- KATG Show logo with a split between hosts representing the end of their romantic relationship.
- Genre: comedy

Cast and voices
- Hosted by: Keith Malley and Chemda

Publication
- Original release: March 8, 2005
- Updates: on-air weekdays

= Keith and The Girl =

Comedy podcast

Keith and The Girl, abbreviated as KATG, is a comedy podcast that began on March 7, 2005. It is hosted by Keith Malley and Chemda Khalili in Queens, New York. The hosts are known for interacting with their audience live via chat rooms, web cam and phone calls. In the show, Malley and Khalili discuss their lives and current events in humorous and unrestrained fashion. The show's tagline is "Keith and his ex-girlfriend talk shit".

==Acceptance==
In June 2008, the show had over 50,000 listeners and in excess of 1 million monthly downloads. It has also received multiple blogosphere podcast-specific awards. The show boasts over 40,000 website forum members.

==Show features==
Some of the regular features of Keith and The Girl include inviting guests to co-host shows; live shows (using a Shoutcast feed); and the self-explanatory, Strange News.

==Recurring themes==

Some frequent general topics of the show include: "New York stories:" happenings in New York City (includes stories from Malley's early life working as a waiter after arriving from Somerset, Pennsylvania); "HUAR" (Humans United Against Robots): news and discussions of advancing robot technologies and their implications

===Keith and The Girl TV & VIP===
Keith and The Girl TV began in late November 2007. It is a branch off of the original format of an hour to an hour and a half of talk and is focused more on short 3–5 minute comedy skits that usually feature a topic or guest of the previous week's show or news. Topics have included internet phenomena such as 2 Girls 1 Cup and the Cinnamon Challenge, to the inner workings of the main KATG show. Like the show it was inspired by, KATG–TV frequently ranks within the top 5 on Podcast Alley. The show has since been merged into the main KATG feed and then further merged into the VIP paywall.
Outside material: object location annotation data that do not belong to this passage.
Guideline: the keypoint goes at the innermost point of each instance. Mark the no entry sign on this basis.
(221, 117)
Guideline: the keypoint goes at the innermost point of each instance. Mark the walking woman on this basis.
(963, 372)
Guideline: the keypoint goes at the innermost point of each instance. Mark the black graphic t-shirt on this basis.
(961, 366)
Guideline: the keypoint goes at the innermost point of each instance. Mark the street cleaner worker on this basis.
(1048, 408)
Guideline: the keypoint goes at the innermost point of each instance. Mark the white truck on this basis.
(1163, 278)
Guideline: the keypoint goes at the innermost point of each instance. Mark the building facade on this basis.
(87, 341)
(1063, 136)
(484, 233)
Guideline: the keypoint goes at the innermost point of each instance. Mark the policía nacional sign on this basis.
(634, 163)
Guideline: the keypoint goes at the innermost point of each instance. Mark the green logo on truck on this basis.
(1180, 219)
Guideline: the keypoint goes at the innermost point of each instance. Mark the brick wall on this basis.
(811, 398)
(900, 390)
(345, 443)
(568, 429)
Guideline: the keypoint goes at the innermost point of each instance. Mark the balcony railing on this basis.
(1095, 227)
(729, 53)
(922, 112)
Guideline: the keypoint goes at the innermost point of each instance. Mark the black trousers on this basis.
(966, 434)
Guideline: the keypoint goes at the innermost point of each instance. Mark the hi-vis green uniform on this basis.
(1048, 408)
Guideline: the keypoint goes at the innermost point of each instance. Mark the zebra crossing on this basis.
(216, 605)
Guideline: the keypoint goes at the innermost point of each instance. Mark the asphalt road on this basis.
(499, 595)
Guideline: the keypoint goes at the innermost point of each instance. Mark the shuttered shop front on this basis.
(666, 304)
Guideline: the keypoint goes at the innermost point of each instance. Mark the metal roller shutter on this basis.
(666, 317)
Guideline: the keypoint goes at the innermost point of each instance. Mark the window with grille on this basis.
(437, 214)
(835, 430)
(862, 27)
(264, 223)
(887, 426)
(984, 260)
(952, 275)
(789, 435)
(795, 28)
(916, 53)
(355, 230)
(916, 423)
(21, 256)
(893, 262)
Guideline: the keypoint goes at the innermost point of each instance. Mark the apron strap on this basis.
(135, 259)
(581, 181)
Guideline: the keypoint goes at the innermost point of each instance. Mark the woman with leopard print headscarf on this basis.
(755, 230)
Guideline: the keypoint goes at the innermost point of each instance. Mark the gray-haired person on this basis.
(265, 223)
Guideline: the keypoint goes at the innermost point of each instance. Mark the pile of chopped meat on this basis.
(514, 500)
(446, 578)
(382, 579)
In September 2011, Keith and The Girl launched KATG VIP, a paid subscription program that opened up episodes from the back catalog as well as brand new, exclusive forms of content.

==Awards==
- Podcasting Hall of Fame inductees 2018
- Blogger's Choice Awards 2008 – Best Video Blogger (Winner)
- Podcast Awards 2007 – Peoples Choice (Winner)
- Podcast Awards 2007 – Best Mature Podcast (Winner)
- Blogger's Choice Awards 2007 – Best Podcast (Winner)

==Books==
What Do We Do Now? Keith and The Girl’s Smart Answers To Your Stupid Relationship Questions is Keith and The Girl's relationship book, which was released on March 9, 2010.

In 2014, Keith and The Girl released The Ultimate Podcasting Guide as a "how-to" for starting and succeeding in podcasting.

==Keith Malley==
Malley (born April 15, 1974), in addition to the podcast, does stand-up comedy once a year. Malley appeared in the independent film, She's Crushed (2009).

===Malley comedy discography===

- Coming of Age (2004)
- Children's Party Songs (2005)
- Happy to Serve You (2006)
- Point / Counterpoint (2007)
- Sue Everybody (2008)
- Culture Shock (2009)
- Can You Imagine? (2010)
- Stay Inside (2011)
- State of the Union (2012)
- Good Clean Fun: The Very Best of Keith Malley (2013)
- God Made Me: The Very Worst of Keith Malley, Vol. 1 (2014)
- God Made Me: The Very Worst of Keith Malley, Vol. 2 (2015)
- A Future to Believe In (2016)
- AWAKE (2017)
- Drip Drip (2018)
- I'm Dating Your Mom (2019)
- Nice Try, Tricksters (2023)

===Twentieth Century Fox Film Corporation v. Keith Malley===
Anticipating a future Simpsons movie, in 1999 Malley registered "TheSimpsonsMovie.com" as an act of cybersquatting. In 2007, the year of The Simpsons Movies release, Malley rejected a $300(U.S.) offer by Twentieth Century Fox for the domain name. Twentieth Century Fox took its complaint to the World Intellectual Property Organization, and subsequently paid Malley an undisclosed amount for the domain name.